No es todo, oootra vez por pura casualidad, los supuestos propietarios de este negocio son dos de los juniors del jet set político de cuando el PRI era el partido “casi único”, es decir, sus papis formaban parte de la “nomenklatura”, como la denominó Carlos Salinas de Gortari, a la cual no solo sirvió, dirigió y enriqueció, sino que formaba parte de ella destacadamente.

Es de tal modo desafortunado el ataque de Calderón –en el curso de los últimos días, en otro rubro, el de las finanzas, el principal candidato calderonista a la candidatura presidencial, Ernesto Cordero, ha lanzado, no solo ataques mediáticos, sino que ahora ha presentado denuncia penal por el asunto de la deuda del gobierno de Coahuila– que motivó una desusada crítica del gobernador de Chihuahua, César Duarte, siempre tan cuidadoso de no polemizar con los gobernantes federales, en la que lo llamó a “definir si con su estrategia verá por su propio futuro, por el futuro de su partido o por el de México: eso es lo que está en juego”.

El otro aspecto destacado de la postura de Felipe Calderón está encerrado en los párrafos dedicados a Estados Unidos, en los cuales establece que las exorbitantes ganancias obtenidas por los narcotraficantes les permiten contar con una impresionante capacidad de “fuego y destrucción”; que la mayor parte de esas ganancias proceden del mayor mercado de drogas, que es, a su vez, el principal vendedor de armas en el mundo, con las consecuencias que todos conocemos; por lo que, les dice, “… ese consumo de drogas debe reducirse drásticamente, y si eso no es posible, los Estados Unidos deben colaborar, también, cuando menos, para evitar que su trasiego, el de los dólares a México, genere esta violencia insufrible que no queremos los mexicanos” y los llama a buscar una solución para “arrebatarles” a los criminales las “rentas económicas” derivadas del “mercado negro de las drogas”, pero que, en caso contrario, si “están decididos y resignados a consumir drogas” busquen, así lo dijo, otras “alternativas de mercado que cancelen las estratosféricas ganancias de los criminales”.

¿Y cuáles son las alternativas para desaparecer esas fantásticas ganancias?

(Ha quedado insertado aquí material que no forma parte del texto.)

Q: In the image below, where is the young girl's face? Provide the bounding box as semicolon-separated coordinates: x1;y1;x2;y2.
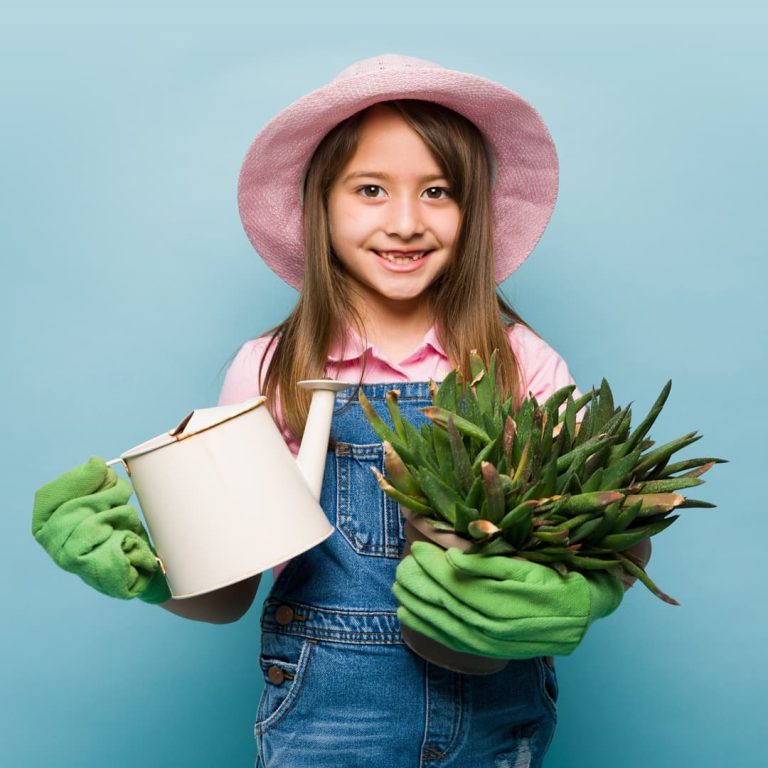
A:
327;105;460;318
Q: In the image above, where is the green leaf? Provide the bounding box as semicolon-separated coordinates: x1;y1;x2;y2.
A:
675;498;717;509
580;500;622;541
421;406;492;443
569;387;598;417
468;518;500;539
568;516;605;544
513;398;535;467
465;476;484;510
631;477;704;494
599;515;678;549
472;431;504;474
623;380;672;454
416;467;463;524
612;499;643;533
557;492;624;516
384;389;406;441
447;415;474;495
556;433;617;474
383;442;421;496
453;502;479;534
469;349;495;418
563;395;577;447
402;419;438;473
541;384;577;418
481;462;505;524
593;378;615;433
654;457;727;479
499;499;539;532
476;536;516;556
358;389;398;445
633;432;702;478
581;467;605;493
435;369;460;411
423;518;457;532
572;401;593;448
370;467;432;514
567;554;621;570
599;449;641;490
431;424;454;485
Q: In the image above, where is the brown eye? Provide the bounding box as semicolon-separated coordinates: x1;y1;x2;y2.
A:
423;187;450;199
359;185;384;198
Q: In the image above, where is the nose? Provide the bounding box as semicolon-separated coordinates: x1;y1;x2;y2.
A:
385;195;425;240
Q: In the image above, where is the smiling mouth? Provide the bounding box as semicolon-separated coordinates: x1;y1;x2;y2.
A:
375;250;434;264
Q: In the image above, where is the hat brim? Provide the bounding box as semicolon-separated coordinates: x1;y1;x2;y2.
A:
238;65;558;289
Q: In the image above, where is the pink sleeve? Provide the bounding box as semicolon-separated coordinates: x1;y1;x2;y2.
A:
217;336;297;451
217;337;275;406
218;335;298;453
508;324;582;402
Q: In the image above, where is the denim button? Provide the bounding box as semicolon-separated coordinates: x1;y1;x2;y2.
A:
275;605;294;625
267;665;286;685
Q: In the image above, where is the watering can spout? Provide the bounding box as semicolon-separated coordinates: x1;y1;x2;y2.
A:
295;380;353;500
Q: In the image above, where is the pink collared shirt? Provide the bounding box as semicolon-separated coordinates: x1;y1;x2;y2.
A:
219;323;580;451
218;323;580;578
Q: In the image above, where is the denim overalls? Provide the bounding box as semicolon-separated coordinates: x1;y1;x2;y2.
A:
254;382;558;767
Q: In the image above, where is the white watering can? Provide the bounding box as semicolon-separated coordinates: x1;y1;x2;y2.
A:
107;380;351;599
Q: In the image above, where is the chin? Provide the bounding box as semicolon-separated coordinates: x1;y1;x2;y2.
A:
381;290;429;303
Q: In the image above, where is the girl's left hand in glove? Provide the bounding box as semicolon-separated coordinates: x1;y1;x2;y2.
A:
392;541;624;659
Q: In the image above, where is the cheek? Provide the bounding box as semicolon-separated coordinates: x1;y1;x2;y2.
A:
437;210;461;247
329;212;366;252
329;219;349;250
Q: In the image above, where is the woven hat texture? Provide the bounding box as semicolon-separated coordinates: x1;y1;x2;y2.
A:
237;54;559;289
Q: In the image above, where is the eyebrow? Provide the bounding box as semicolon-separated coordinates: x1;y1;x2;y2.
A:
340;171;448;184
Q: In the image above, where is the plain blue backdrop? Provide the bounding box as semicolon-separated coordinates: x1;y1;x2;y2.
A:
3;1;765;765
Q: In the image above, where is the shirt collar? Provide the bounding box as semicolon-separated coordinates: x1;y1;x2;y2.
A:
327;324;447;363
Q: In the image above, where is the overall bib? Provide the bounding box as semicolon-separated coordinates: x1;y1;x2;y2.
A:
254;382;558;767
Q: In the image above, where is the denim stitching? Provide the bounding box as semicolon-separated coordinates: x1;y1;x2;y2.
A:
265;598;400;617
419;658;430;768
262;600;405;643
420;665;465;763
534;657;558;721
336;442;400;557
334;382;435;406
263;627;404;645
254;639;317;736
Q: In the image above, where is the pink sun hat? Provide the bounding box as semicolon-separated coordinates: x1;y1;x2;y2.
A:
237;54;559;290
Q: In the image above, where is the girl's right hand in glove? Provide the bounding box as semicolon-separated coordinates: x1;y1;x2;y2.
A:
32;457;171;604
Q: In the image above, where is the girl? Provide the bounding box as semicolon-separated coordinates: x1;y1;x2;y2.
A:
32;54;632;766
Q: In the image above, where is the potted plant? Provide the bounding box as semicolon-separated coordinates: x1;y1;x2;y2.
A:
359;350;724;673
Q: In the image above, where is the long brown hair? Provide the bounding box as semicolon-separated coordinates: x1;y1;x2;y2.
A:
257;99;530;442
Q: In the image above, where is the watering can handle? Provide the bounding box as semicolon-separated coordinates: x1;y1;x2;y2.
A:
296;379;353;501
99;459;167;576
105;457;131;477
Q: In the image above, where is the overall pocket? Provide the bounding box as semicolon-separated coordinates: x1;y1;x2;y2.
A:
254;636;317;737
335;442;403;559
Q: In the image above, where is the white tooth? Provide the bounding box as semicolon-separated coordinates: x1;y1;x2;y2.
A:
380;251;426;263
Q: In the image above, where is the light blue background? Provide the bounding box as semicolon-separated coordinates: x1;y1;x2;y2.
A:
2;1;765;765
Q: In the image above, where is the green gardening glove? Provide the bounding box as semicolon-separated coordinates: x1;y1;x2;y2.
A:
32;457;171;604
393;541;623;659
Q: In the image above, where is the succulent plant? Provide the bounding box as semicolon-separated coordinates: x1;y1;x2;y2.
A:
359;349;725;604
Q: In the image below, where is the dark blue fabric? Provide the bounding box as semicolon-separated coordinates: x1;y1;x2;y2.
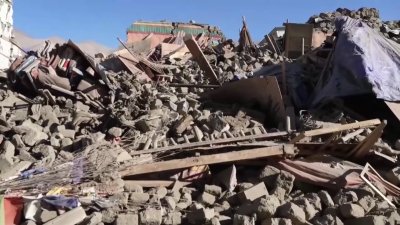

No hay otra, la legalización del tráfico de drogas ¿O cuál otra?

Pero Calderón les ofreció otras opciones, al reclamar que ya nuestro país no puede ser la ruta del trasiego de las drogas y del dinero, los llamó, si no instrumentan las otras “alternativas de mercado”, a establecer “puntos de acceso claros, distintos a la frontera con México. Pero esa situación ya no puede seguir igual”.

Es decir, si los norteamericanos persisten en esa doble política de permitir, de tolerar el ingreso de ciertas cantidades de drogas, las necesarias para mantener el consumo de sus decenas de consumidores (¿Se imaginan qué pasaría, si por casualidad un día ya no llegara la cocaína a Estados Unidos?) deberán pactar con las bandas criminales las rutas permitidas, lo cual llevaría, también, al necesario acuerdo del gobierno mexicano con aquellas.

Todo, por no contar con una auténtica política de Estado y actuar con puras politiquerías. ¡Qué desgracia!